Corriere della Sera - La Lettura
Stragi di armeni? Se le sono cercate
Con l’avvento di Erdogan, una ventata di islamizzazione s’è aggiunta al nazionalismo
La narrazione storica nei libri di testo della Turchia è sempre stata improntata, fin dagli anni Trenta, da un racconto nazionalista. A questo si è aggiunta, da quando l’Akp (Partito di giustizia e sviluppo) è andato al potere nel 2002, una lenta islamizzazione del curriculum di studi che, dopo il fallimento del presunto colpo di Stato militare del 2016, si è accelerata e approfondita. Una continuità storicista ha unito lo sviluppo dei popoli turchi in Asia centrale con lo Stato repubblicano di Kemal Atatürk e con l’attuale nazione islamica di Erdogan, ponendo l’Anatolia come patria dei turchi fin dall’ingresso dei sunniti selgiuchidi nel 1071 (battaglia di Malazgirt/ Manzicerta). Una visione della comunità sunnita coesa e immutabile ha valorizzato la tolleranza del periodo selgiuchide e dei secoli del dominio ottomano (XVXVII), ma ha anche emarginato come «nemici della nazione» tutti gli altri gruppi etnici e religiosi, considerati dal XIX secolo strumenti delle potenze imperialiste che li usarono per i propri interessi e per indebolire lo Stato che aveva loro concesso per secoli tolleranza.
La narrazione del massacro degli armeni nel corso del primo conflitto mondiale capovolge le acquisizioni ormai decennali della storiografia internazionale e pone al centro del racconto la collaborazione armena con i russi nelle violenze contro i turchi e l’inevitabile necessità di «ricollocare» gli armeni in Siria, dove sopravvissero all’interno dell’Impero ottomano. Le cifre dei manuali turchi parlano di 300 mila armeni morti nel corso della guerra e per malattia, mentre sarebbero 600 mila i turchi uccisi dagli armeni e 500 mila quelli costretti a emigrare. Quanto tali cifre siano in contrasto con l’oltre un milione di morti del genocidio armeno, di cui diverse centinaia di migliaia proprio tra i sopravvissuti deportati nei campi della Siria, è significativo della rimozione della «questione armena» che perdura anche nei testi più recenti.
Le novità del nuovo curriculum proposto dal ministro dell’Educazione nazionale Ismet Yilmaz nel 2017 riguardano l’esclusione della teoria evoluzionistica a favore di una spiegazione teologica della creazione, l’inclusione della jihad come valore centrale e il recupero del panturchismo, secondo le indicazioni del padre del nazionalismo Ziya Gökalp sull’unità dei popoli turchi.

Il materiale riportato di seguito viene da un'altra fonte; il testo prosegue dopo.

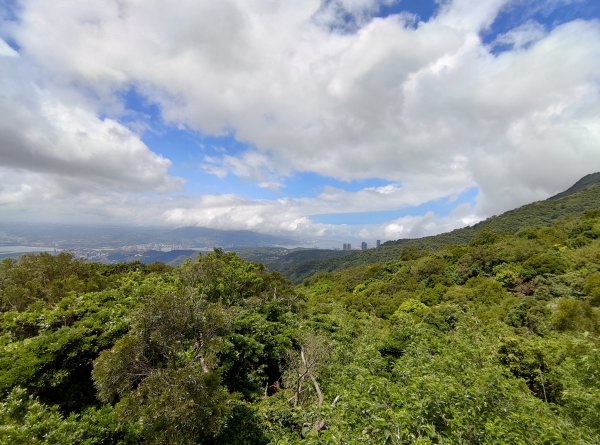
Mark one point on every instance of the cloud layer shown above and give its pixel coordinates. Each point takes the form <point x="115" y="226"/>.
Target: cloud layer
<point x="323" y="88"/>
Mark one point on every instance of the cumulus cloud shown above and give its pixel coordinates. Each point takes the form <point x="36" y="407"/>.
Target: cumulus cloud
<point x="40" y="132"/>
<point x="426" y="105"/>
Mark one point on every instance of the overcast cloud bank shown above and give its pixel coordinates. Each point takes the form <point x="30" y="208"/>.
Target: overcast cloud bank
<point x="426" y="106"/>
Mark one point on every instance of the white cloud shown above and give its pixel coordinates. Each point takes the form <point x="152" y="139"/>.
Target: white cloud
<point x="423" y="105"/>
<point x="40" y="132"/>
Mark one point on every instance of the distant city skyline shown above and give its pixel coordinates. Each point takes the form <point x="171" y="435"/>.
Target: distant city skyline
<point x="326" y="121"/>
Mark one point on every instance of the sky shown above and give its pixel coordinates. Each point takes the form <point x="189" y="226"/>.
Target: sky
<point x="328" y="121"/>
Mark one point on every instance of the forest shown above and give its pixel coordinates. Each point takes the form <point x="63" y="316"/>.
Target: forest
<point x="494" y="340"/>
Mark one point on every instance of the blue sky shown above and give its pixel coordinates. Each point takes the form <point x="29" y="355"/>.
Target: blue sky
<point x="342" y="120"/>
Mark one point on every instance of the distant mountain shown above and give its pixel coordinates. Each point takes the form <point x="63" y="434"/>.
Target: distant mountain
<point x="585" y="182"/>
<point x="226" y="238"/>
<point x="72" y="236"/>
<point x="171" y="257"/>
<point x="583" y="196"/>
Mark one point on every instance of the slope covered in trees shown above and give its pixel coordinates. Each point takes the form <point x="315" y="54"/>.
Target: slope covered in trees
<point x="491" y="341"/>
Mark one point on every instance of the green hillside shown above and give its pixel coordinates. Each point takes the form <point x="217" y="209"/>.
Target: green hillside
<point x="582" y="197"/>
<point x="492" y="341"/>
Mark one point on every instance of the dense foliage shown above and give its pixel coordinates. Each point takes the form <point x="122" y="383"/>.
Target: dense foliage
<point x="492" y="341"/>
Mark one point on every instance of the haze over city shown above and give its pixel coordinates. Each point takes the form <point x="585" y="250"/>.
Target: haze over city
<point x="318" y="120"/>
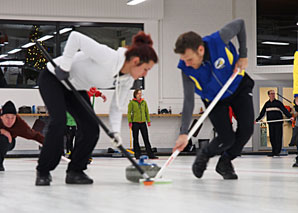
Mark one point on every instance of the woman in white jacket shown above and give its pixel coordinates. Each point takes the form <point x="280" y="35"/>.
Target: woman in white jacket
<point x="86" y="63"/>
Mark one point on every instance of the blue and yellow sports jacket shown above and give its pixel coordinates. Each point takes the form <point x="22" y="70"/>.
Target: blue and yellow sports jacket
<point x="211" y="76"/>
<point x="295" y="75"/>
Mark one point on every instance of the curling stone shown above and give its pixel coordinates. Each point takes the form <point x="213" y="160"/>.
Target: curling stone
<point x="133" y="175"/>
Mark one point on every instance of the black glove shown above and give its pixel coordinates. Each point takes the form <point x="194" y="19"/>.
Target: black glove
<point x="61" y="74"/>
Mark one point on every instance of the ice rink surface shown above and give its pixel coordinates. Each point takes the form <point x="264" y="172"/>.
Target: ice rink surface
<point x="264" y="185"/>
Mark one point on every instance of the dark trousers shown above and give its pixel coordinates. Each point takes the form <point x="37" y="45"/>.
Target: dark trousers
<point x="58" y="100"/>
<point x="227" y="141"/>
<point x="70" y="134"/>
<point x="5" y="146"/>
<point x="294" y="139"/>
<point x="275" y="134"/>
<point x="136" y="127"/>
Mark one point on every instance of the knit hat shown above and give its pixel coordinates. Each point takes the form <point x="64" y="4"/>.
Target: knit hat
<point x="8" y="108"/>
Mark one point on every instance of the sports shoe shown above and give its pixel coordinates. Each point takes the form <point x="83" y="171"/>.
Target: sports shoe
<point x="225" y="168"/>
<point x="75" y="177"/>
<point x="200" y="164"/>
<point x="43" y="179"/>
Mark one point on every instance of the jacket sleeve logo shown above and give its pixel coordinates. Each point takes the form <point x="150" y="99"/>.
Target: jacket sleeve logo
<point x="219" y="63"/>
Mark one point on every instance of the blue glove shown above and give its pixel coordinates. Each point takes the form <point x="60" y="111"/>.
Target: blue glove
<point x="61" y="74"/>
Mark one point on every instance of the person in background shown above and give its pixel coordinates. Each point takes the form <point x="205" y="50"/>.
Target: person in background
<point x="206" y="64"/>
<point x="274" y="109"/>
<point x="137" y="116"/>
<point x="294" y="141"/>
<point x="3" y="82"/>
<point x="12" y="126"/>
<point x="295" y="93"/>
<point x="71" y="128"/>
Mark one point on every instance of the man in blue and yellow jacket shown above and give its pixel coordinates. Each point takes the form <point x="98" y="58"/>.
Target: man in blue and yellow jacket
<point x="206" y="64"/>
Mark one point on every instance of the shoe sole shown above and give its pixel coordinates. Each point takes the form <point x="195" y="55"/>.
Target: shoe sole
<point x="79" y="183"/>
<point x="224" y="176"/>
<point x="42" y="184"/>
<point x="194" y="171"/>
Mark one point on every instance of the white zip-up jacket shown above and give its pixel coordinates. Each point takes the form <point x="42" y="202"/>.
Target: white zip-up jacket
<point x="91" y="64"/>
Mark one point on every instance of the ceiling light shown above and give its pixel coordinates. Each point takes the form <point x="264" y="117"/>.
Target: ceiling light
<point x="28" y="45"/>
<point x="287" y="58"/>
<point x="65" y="30"/>
<point x="134" y="2"/>
<point x="3" y="55"/>
<point x="12" y="63"/>
<point x="275" y="43"/>
<point x="45" y="38"/>
<point x="14" y="51"/>
<point x="264" y="56"/>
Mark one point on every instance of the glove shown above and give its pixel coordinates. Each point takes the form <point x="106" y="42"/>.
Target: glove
<point x="116" y="140"/>
<point x="61" y="74"/>
<point x="295" y="105"/>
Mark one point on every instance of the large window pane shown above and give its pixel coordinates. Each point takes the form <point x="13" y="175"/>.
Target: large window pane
<point x="277" y="28"/>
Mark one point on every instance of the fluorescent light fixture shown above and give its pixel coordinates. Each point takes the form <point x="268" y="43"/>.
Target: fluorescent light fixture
<point x="264" y="56"/>
<point x="287" y="58"/>
<point x="13" y="63"/>
<point x="134" y="2"/>
<point x="45" y="38"/>
<point x="28" y="45"/>
<point x="14" y="51"/>
<point x="64" y="30"/>
<point x="275" y="43"/>
<point x="3" y="55"/>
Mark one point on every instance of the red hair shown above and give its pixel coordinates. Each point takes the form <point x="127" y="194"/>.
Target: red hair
<point x="142" y="47"/>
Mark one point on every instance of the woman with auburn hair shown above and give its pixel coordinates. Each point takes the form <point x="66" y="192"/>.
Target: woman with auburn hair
<point x="87" y="63"/>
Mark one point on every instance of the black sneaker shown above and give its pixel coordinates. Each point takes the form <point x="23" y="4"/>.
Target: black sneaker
<point x="200" y="164"/>
<point x="43" y="179"/>
<point x="225" y="168"/>
<point x="74" y="177"/>
<point x="90" y="160"/>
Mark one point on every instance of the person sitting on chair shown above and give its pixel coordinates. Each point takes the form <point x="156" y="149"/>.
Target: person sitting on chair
<point x="11" y="126"/>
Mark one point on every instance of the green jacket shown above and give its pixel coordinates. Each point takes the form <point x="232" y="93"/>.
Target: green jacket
<point x="70" y="120"/>
<point x="138" y="112"/>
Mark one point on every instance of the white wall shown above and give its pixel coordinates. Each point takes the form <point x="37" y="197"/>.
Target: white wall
<point x="164" y="20"/>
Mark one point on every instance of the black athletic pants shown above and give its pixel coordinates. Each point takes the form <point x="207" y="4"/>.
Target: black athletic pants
<point x="275" y="134"/>
<point x="5" y="146"/>
<point x="58" y="100"/>
<point x="70" y="134"/>
<point x="136" y="127"/>
<point x="227" y="141"/>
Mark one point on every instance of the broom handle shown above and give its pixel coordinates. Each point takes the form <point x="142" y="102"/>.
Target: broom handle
<point x="273" y="121"/>
<point x="200" y="121"/>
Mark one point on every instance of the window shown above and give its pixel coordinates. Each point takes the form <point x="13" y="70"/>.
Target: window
<point x="20" y="60"/>
<point x="277" y="30"/>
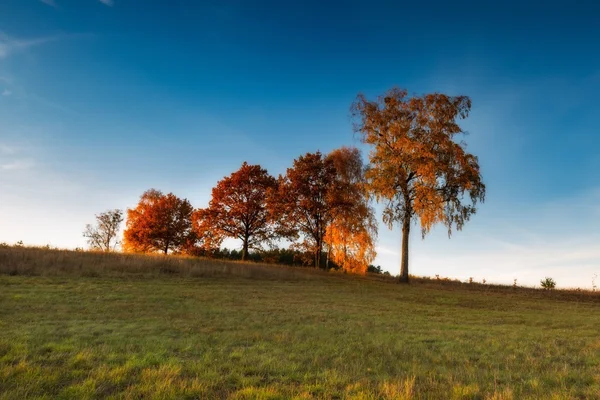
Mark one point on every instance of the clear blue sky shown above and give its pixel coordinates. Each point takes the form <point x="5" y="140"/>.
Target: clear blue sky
<point x="101" y="100"/>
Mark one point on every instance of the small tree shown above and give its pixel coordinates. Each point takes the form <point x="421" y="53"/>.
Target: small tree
<point x="159" y="223"/>
<point x="548" y="283"/>
<point x="103" y="236"/>
<point x="307" y="201"/>
<point x="352" y="233"/>
<point x="239" y="209"/>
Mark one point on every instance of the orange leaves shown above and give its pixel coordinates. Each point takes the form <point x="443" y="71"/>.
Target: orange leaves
<point x="159" y="223"/>
<point x="351" y="234"/>
<point x="307" y="199"/>
<point x="415" y="165"/>
<point x="239" y="209"/>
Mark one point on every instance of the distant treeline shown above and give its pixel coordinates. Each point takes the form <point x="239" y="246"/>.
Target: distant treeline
<point x="320" y="205"/>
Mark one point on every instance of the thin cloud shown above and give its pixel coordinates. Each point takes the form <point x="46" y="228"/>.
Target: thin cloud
<point x="50" y="3"/>
<point x="9" y="45"/>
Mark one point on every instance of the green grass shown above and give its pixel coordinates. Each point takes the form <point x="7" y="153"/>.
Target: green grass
<point x="219" y="337"/>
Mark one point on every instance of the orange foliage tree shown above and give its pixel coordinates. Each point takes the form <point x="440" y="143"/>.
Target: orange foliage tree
<point x="416" y="167"/>
<point x="352" y="232"/>
<point x="159" y="223"/>
<point x="239" y="209"/>
<point x="308" y="201"/>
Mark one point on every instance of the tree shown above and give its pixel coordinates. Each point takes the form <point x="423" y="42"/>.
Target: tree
<point x="416" y="167"/>
<point x="159" y="223"/>
<point x="308" y="201"/>
<point x="352" y="233"/>
<point x="103" y="235"/>
<point x="239" y="208"/>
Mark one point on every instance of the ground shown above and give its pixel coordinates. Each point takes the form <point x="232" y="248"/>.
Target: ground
<point x="234" y="337"/>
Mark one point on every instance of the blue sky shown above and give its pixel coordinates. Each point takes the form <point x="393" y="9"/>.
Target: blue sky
<point x="101" y="100"/>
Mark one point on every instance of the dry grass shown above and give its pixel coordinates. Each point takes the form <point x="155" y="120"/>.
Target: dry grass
<point x="94" y="325"/>
<point x="42" y="261"/>
<point x="35" y="261"/>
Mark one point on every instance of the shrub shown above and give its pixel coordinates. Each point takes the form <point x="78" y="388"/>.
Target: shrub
<point x="548" y="283"/>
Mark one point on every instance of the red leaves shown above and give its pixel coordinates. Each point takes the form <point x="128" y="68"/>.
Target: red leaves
<point x="239" y="209"/>
<point x="159" y="223"/>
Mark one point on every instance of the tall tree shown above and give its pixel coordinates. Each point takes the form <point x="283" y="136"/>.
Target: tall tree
<point x="352" y="233"/>
<point x="307" y="197"/>
<point x="159" y="223"/>
<point x="239" y="208"/>
<point x="103" y="235"/>
<point x="416" y="166"/>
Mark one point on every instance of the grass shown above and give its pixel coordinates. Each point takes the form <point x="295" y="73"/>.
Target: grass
<point x="274" y="332"/>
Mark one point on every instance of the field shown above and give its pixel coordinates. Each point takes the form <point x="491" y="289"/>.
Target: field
<point x="77" y="325"/>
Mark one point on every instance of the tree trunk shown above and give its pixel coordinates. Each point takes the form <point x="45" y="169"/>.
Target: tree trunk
<point x="318" y="255"/>
<point x="245" y="250"/>
<point x="404" y="264"/>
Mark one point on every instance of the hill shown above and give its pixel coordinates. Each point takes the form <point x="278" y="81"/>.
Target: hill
<point x="81" y="325"/>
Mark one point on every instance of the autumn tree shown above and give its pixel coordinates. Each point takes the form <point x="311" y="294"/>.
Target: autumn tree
<point x="307" y="195"/>
<point x="416" y="166"/>
<point x="239" y="209"/>
<point x="351" y="235"/>
<point x="159" y="223"/>
<point x="103" y="236"/>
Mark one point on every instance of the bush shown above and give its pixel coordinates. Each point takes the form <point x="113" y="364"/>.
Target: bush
<point x="548" y="283"/>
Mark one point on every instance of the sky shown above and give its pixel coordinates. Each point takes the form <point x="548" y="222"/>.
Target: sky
<point x="101" y="100"/>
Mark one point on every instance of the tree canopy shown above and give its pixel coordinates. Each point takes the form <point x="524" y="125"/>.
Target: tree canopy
<point x="103" y="236"/>
<point x="352" y="233"/>
<point x="159" y="223"/>
<point x="416" y="166"/>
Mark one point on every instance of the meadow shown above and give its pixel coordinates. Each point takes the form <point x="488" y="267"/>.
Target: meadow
<point x="83" y="325"/>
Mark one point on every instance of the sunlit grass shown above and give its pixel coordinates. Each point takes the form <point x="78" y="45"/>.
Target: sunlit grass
<point x="170" y="335"/>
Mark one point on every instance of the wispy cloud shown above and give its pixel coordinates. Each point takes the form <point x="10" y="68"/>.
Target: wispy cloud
<point x="51" y="3"/>
<point x="9" y="45"/>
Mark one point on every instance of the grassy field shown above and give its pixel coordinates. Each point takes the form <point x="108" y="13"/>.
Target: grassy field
<point x="269" y="334"/>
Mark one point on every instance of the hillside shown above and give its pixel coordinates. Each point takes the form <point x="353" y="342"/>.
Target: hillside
<point x="80" y="325"/>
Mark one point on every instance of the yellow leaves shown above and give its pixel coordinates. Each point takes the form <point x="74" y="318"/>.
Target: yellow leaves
<point x="415" y="165"/>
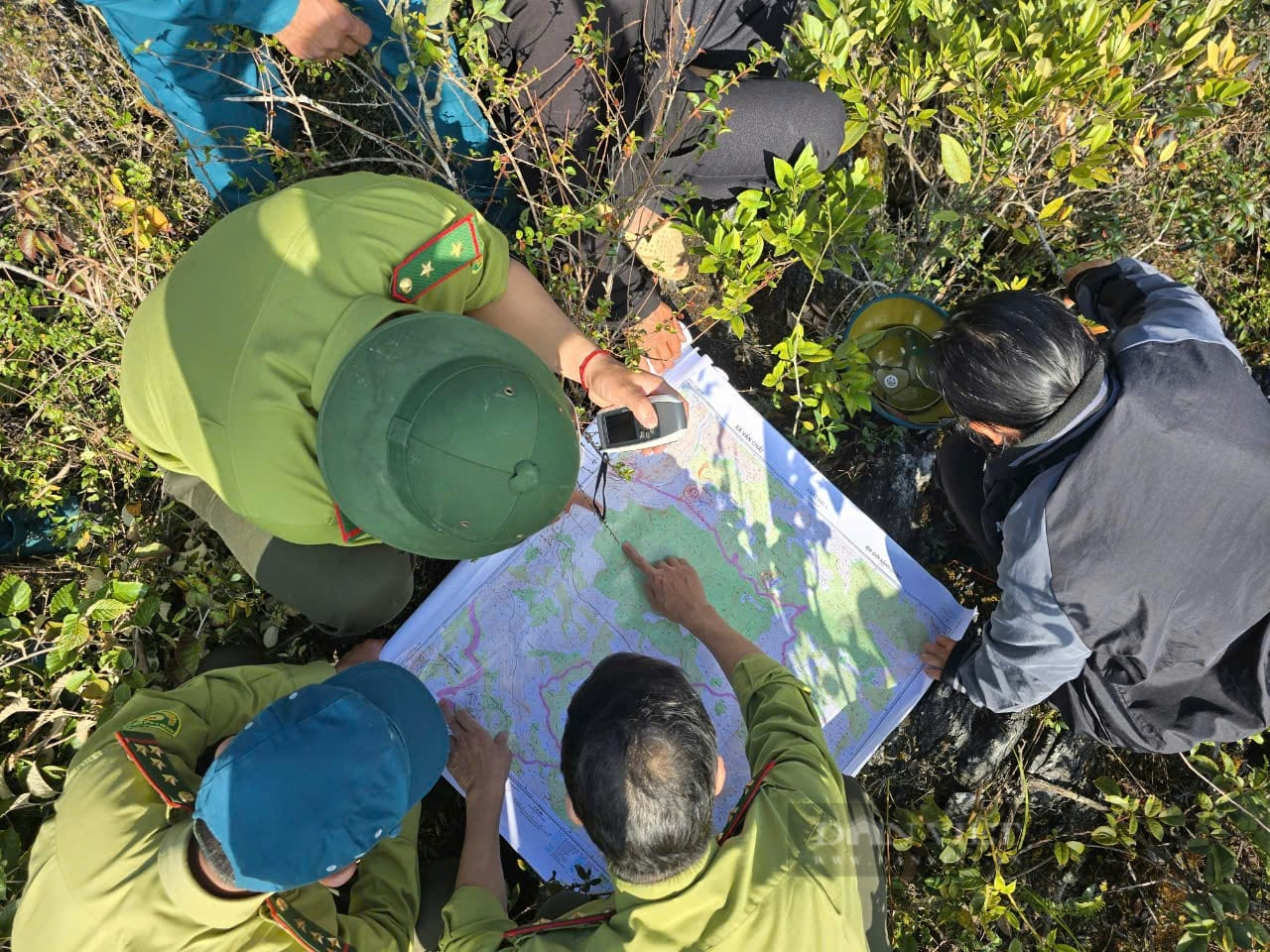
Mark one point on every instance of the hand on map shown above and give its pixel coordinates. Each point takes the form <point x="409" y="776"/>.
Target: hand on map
<point x="477" y="762"/>
<point x="610" y="382"/>
<point x="674" y="588"/>
<point x="359" y="653"/>
<point x="937" y="655"/>
<point x="324" y="30"/>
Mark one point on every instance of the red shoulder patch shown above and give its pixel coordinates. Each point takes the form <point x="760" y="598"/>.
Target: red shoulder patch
<point x="598" y="919"/>
<point x="158" y="769"/>
<point x="347" y="530"/>
<point x="738" y="816"/>
<point x="437" y="259"/>
<point x="308" y="934"/>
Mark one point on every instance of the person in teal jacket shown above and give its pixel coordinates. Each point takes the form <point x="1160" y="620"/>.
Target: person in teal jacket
<point x="203" y="90"/>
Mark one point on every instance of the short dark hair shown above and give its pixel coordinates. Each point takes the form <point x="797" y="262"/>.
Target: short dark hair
<point x="1011" y="359"/>
<point x="639" y="760"/>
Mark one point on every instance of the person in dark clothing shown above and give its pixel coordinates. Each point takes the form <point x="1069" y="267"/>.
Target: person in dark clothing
<point x="658" y="53"/>
<point x="1123" y="493"/>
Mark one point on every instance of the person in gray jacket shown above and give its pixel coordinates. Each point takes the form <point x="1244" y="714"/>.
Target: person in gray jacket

Nei nuovi testi principali pubblicati nel 2019 si è insistito sulla jihad ,chei musulmani sono chiamati a combattere se viene loro dichiarata guerra, e che permette di distinguere i veri Mmümin
(credenti) dai Münafik (ipocriti) e dai
Kafir (infedeli: i cristiani e gli ebrei non sono più chiamati i «popoli del Libro»). E sulle giustificazioni del terrorismo islamico come risposta all’arroganza statunitense, mentre i colpi di Stato militari del 1960, 1971 e 1980 sono rappresentati come azioni appoggiate dagli Usa per punire la Turchia. L’identità islamica ha preso ormai il sopravvento sulla cittadinanza turca che ancora sopravviveva nei manuali del 2003, e la condanna del «colpo di Stato» del 2016 apre con una settimana di propaganda l’anno accademico.